Lavín: el ilusionista



El principal diccionario de nuestro idioma define al ilusionista como la persona que, por juego o por profesión, practica el ilusionismo. Esta actividad, a su vez, es caracterizada como el arte de producir fenómenos que parecen contradecir los hechos naturales. Un ilusionista nos hará creer que tiene el poder de hacer llover o que, sin necesidad de tocar los intereses de los poderosos, puede solucionar -mágicamente- los problemas de la pobreza.

Wikipedia, a la que no hay que desdeñar, plantea que el ilusionista debe ser "…un buen comunicador para transmitir entusiasmo e ilusión a sus espectadores.
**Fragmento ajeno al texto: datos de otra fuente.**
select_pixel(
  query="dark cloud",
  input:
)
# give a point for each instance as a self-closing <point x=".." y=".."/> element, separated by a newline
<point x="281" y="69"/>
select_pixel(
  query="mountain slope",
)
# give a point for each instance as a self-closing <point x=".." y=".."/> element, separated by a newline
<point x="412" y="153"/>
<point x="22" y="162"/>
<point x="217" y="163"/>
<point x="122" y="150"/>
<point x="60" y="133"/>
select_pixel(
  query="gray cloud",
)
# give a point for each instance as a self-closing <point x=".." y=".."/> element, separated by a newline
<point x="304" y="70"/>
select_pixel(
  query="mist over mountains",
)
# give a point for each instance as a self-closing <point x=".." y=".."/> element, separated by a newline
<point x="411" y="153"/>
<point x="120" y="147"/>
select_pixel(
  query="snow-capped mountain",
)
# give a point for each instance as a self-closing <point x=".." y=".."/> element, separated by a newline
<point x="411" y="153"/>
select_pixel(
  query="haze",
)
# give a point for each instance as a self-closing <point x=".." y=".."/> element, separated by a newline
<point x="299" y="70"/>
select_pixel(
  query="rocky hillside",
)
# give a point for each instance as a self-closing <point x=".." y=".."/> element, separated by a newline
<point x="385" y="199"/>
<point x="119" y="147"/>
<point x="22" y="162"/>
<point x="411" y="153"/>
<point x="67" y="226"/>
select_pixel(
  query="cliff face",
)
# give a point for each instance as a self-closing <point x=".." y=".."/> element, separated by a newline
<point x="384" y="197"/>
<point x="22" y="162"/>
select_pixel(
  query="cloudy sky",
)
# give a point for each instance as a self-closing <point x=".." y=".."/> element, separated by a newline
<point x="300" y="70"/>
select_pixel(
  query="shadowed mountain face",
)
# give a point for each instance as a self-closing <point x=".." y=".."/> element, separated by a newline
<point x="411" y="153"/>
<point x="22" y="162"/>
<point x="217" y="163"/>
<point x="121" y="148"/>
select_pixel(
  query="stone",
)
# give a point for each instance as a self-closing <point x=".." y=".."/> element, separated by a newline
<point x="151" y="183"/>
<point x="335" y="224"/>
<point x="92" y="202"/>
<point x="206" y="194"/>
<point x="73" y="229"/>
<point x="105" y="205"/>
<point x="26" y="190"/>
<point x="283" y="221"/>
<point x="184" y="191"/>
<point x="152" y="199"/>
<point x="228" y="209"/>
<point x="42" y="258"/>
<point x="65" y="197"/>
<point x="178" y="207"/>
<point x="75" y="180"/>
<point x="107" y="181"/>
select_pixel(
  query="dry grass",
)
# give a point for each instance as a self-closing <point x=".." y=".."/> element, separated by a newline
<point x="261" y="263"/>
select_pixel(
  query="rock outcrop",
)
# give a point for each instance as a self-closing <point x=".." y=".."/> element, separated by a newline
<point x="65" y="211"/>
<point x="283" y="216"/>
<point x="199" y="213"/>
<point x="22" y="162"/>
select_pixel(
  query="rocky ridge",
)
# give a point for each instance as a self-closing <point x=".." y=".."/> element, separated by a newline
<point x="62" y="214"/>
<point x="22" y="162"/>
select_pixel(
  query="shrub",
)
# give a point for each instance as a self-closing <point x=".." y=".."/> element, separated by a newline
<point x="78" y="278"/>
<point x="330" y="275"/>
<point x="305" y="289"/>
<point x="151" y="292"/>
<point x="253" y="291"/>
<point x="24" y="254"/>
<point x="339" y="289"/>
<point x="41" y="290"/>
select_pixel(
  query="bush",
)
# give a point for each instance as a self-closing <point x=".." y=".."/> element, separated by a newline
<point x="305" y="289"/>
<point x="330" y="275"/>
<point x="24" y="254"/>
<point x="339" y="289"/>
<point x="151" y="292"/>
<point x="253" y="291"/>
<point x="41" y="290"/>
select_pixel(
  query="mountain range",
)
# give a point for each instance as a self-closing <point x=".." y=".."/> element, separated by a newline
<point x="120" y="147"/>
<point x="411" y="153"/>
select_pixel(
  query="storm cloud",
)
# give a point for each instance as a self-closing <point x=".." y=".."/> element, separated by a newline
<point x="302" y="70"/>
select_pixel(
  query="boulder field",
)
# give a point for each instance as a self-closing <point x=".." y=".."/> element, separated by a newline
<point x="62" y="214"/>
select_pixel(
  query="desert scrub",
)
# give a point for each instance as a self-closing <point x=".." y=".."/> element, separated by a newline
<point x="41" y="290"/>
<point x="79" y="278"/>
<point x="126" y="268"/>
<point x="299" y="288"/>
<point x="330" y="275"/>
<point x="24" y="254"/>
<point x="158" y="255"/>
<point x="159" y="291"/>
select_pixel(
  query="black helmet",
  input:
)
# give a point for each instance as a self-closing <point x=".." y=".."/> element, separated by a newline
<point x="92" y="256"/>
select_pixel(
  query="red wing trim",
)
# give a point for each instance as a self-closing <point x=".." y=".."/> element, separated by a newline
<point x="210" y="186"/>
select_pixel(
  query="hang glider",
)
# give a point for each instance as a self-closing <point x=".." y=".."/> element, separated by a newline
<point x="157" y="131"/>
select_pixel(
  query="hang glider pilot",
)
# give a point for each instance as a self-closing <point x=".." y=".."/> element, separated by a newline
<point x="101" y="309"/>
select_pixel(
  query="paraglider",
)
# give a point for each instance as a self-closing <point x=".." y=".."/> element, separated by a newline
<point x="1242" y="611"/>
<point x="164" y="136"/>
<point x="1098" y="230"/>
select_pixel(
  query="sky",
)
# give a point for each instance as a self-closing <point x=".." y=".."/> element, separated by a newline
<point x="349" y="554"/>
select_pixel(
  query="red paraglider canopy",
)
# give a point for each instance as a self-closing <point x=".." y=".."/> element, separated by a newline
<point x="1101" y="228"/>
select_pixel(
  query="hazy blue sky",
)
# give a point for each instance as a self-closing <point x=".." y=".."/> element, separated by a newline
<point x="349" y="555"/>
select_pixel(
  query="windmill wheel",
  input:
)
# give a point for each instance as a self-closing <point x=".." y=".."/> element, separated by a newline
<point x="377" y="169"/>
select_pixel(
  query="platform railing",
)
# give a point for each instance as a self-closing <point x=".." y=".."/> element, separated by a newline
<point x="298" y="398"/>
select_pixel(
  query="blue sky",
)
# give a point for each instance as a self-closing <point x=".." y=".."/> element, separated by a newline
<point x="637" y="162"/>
En este sentido, en ocasiones llegan a tomar clases de arte dramático. Además, debe tener sentido escénico para dotar a sus trucos de gran espectacularidad y causar la mayor sorpresa posible entre los espectadores. El ilusionista tiene que tener también dotes de psicólogo para descubrir la mejor manera de engañar al público desviando su atención mediante sus gestos y palabras, haciendo que miren donde él desea, identificando al líder del grupo o provocando que recuerden algunas informaciones relevantes".

Con su último truco, Lavín se ha superado a sí mismo. Todos hablan de él. Ha logrado lo imposible. Carlos Peña le dedica una columna (con cita a Heidegger incluida). También se han sentido obligados a comentarlo Pablo Allard (que lo eleva a la categoría de Mesías), Alfredo Jocelyn-Holt, Luis Larraín, Carlos Correa, etc. Es, sin duda, un gran éxito para el ilusionista Lavín.

Comentaristas "progresistas" aplauden su "compromiso" con la inclusión. Los escucho en la radio y los leo en la prensa escrita. No saben, parece, que las políticas de inclusión son parte de la acción del Estado desde hace muchos años y que son muchos los municipios que participan de ese esfuerzo (por supuesto, sin la repercusión mediática de Las Condes). Estos "Lavín lovers", como los llama The Clinic, parecen desconocer que la inclusión en serio supone políticas públicas sobre urbanismo, tributos y municipios. Lo triste, sin embargo es que en el mundo del "abracadabra", un puro gesto obra milagros. ¿Qué diría de todo este "show" un campeón de la verdadera inclusión social, como Fernando Castillo Velasco?

En 1987 Lavín convenció a muchos que era un Chicago Boy de tomo y lomo (con sus columnas en El Mercurio y su libro La revolución silenciosa). En 1989 se presentó como un pinochetista a ultranza ("el gallo de pelea"). En 1992 apareció, sin embargo, como el alcalde de la conciliación. En los años siguientes supimos que era un católico del Opus Dei. Después vendría el pragmático "cosismo". Luego, en 1999, nos sorprendió con gestos a Cuba y Gladys Marín. Luego, para seguir con el factor sorpresa, se declaró "bacheletista-aliancista". En su frustrada campaña senatorial por Valparaíso vuelve a ubicarse, no obstante, en la derecha más dura. A continuación vendría el episodio del (breve) ministro de Educación partidario del lucro. Ahora, nos enteramos que es liberal en temas valóricos. Se trata, sin duda, de un hombre de mil rostros. El verdadero Stefan Kramer de la política chilena.